Meditation And Napping: Exploring The Connection

why do I start napping when I do meditation

Meditation is a great way to relax, de-stress, and let go. However, it can sometimes be so effective at helping you find a state of calm that it puts you to sleep.

If you're a more experienced meditator, you've likely found yourself in this position.

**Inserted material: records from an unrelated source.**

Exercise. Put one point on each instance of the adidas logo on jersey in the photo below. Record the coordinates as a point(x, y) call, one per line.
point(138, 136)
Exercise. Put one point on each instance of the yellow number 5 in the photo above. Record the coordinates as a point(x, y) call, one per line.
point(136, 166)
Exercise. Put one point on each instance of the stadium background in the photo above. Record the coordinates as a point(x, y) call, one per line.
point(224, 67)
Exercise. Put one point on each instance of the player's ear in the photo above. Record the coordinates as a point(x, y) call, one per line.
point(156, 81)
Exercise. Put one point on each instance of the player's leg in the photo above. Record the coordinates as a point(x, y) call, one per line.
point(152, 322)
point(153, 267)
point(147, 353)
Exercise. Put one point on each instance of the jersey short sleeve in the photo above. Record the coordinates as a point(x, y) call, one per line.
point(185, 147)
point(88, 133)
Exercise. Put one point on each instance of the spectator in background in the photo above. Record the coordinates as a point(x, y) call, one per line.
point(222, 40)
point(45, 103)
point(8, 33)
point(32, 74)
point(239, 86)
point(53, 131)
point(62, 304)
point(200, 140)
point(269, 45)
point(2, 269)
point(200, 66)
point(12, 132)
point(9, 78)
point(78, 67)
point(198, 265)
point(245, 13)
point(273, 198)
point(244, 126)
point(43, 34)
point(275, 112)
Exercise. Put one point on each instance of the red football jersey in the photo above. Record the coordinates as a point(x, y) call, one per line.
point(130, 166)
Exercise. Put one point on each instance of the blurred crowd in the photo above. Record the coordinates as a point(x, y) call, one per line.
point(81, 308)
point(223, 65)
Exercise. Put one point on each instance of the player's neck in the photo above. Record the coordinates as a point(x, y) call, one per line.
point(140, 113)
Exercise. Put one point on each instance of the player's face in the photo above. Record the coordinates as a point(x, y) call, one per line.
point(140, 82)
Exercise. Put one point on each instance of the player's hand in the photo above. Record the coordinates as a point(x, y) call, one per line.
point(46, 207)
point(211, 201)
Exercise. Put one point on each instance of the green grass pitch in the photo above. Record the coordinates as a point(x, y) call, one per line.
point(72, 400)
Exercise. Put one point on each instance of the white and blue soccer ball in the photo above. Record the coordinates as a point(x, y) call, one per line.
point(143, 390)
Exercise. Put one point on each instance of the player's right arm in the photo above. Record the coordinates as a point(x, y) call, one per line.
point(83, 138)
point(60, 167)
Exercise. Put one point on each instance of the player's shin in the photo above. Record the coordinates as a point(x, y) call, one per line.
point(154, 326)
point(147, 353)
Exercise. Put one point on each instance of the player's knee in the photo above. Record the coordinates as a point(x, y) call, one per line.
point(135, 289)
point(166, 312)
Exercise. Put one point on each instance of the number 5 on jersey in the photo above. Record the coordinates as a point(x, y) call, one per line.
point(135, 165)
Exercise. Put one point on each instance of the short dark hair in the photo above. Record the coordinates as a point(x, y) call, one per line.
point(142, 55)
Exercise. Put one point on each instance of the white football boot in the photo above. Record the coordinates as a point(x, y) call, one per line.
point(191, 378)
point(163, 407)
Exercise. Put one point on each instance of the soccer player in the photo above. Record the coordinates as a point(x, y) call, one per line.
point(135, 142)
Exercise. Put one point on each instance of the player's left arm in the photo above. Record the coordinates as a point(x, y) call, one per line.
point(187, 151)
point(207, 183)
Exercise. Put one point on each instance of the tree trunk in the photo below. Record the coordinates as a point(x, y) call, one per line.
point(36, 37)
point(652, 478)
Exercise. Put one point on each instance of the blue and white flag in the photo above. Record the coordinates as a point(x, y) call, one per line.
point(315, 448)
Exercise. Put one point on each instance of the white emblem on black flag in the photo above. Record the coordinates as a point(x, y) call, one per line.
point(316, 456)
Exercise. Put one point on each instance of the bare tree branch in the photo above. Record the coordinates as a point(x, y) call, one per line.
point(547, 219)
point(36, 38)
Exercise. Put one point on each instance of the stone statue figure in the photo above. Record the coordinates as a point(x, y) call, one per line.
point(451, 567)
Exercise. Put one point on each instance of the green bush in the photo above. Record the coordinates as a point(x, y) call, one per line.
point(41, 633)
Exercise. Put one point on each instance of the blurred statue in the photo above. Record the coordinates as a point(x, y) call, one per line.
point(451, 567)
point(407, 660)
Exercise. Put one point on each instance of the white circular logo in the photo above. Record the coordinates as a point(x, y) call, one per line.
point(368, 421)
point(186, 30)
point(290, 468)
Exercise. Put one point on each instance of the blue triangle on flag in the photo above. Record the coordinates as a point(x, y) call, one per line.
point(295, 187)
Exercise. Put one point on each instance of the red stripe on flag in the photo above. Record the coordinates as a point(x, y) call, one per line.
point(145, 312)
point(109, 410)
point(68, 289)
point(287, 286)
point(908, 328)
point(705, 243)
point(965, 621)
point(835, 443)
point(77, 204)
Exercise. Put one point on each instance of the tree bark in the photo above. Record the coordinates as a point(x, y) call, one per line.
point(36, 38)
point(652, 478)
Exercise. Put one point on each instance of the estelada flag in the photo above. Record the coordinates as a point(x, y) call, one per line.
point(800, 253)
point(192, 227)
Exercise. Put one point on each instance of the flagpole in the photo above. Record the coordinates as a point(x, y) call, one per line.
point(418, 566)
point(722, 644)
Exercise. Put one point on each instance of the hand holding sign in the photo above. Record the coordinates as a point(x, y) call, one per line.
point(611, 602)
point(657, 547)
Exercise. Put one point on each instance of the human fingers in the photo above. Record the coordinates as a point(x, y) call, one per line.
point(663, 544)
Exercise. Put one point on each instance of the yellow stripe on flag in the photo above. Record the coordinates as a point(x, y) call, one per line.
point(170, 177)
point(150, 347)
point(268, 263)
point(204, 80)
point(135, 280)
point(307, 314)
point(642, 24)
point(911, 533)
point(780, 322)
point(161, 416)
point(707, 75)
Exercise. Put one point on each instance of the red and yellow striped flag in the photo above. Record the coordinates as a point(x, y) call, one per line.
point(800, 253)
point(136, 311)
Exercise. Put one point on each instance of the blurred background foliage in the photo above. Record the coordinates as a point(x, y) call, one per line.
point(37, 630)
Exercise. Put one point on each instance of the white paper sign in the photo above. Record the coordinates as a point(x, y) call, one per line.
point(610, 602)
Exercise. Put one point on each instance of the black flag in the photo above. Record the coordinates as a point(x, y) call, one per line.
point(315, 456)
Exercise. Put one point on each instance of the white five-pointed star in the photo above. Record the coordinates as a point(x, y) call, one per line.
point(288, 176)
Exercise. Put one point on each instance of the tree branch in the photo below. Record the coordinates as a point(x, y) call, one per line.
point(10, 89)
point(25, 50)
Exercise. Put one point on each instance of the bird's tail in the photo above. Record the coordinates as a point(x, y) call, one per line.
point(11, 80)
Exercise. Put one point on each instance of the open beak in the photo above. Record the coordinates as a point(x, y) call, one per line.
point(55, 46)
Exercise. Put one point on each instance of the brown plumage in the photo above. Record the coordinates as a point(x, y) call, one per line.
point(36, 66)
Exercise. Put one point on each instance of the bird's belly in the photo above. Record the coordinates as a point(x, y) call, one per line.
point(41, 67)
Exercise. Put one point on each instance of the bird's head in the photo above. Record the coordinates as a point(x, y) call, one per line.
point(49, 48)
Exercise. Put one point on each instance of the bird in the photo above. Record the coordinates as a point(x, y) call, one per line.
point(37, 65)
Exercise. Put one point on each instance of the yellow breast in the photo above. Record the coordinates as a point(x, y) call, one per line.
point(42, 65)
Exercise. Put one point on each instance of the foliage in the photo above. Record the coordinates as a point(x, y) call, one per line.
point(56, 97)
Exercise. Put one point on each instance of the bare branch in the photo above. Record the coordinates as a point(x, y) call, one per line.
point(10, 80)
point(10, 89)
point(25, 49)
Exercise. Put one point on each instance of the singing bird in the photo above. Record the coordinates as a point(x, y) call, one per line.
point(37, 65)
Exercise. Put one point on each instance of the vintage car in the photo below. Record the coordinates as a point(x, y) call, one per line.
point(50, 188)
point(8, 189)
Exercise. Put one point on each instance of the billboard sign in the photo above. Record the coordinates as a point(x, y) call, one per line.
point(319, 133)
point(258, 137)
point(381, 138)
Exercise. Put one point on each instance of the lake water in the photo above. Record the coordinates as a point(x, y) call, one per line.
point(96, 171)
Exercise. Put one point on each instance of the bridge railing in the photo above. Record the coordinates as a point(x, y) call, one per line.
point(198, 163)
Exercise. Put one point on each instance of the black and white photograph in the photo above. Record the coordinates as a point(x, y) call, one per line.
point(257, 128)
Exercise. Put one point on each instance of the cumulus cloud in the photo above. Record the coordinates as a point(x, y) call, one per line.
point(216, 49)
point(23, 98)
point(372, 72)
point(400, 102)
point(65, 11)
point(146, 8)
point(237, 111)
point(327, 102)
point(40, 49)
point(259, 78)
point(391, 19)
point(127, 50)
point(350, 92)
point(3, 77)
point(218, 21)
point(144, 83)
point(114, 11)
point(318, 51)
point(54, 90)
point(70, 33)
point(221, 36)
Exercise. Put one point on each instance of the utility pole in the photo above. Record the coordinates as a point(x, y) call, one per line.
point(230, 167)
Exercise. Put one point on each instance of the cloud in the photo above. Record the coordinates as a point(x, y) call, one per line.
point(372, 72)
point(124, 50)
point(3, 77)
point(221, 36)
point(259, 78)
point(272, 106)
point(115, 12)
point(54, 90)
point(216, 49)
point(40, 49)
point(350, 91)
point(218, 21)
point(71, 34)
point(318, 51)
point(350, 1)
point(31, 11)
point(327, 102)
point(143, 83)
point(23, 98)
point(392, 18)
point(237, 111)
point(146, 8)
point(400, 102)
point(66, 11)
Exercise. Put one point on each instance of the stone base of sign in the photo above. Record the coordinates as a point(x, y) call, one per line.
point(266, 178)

So, how do you stay Zen and awake at the same time?

The science behind meditation and sleep suggests that meditation is a state of consciousness distinct from sleep and alertness while having characteristics of both. When you meditate, you play on the edge between focus and relaxation, wakefulness and sleep. If you practice often enough, it's likely that you'll drift a little too far in the sleep direction now and then.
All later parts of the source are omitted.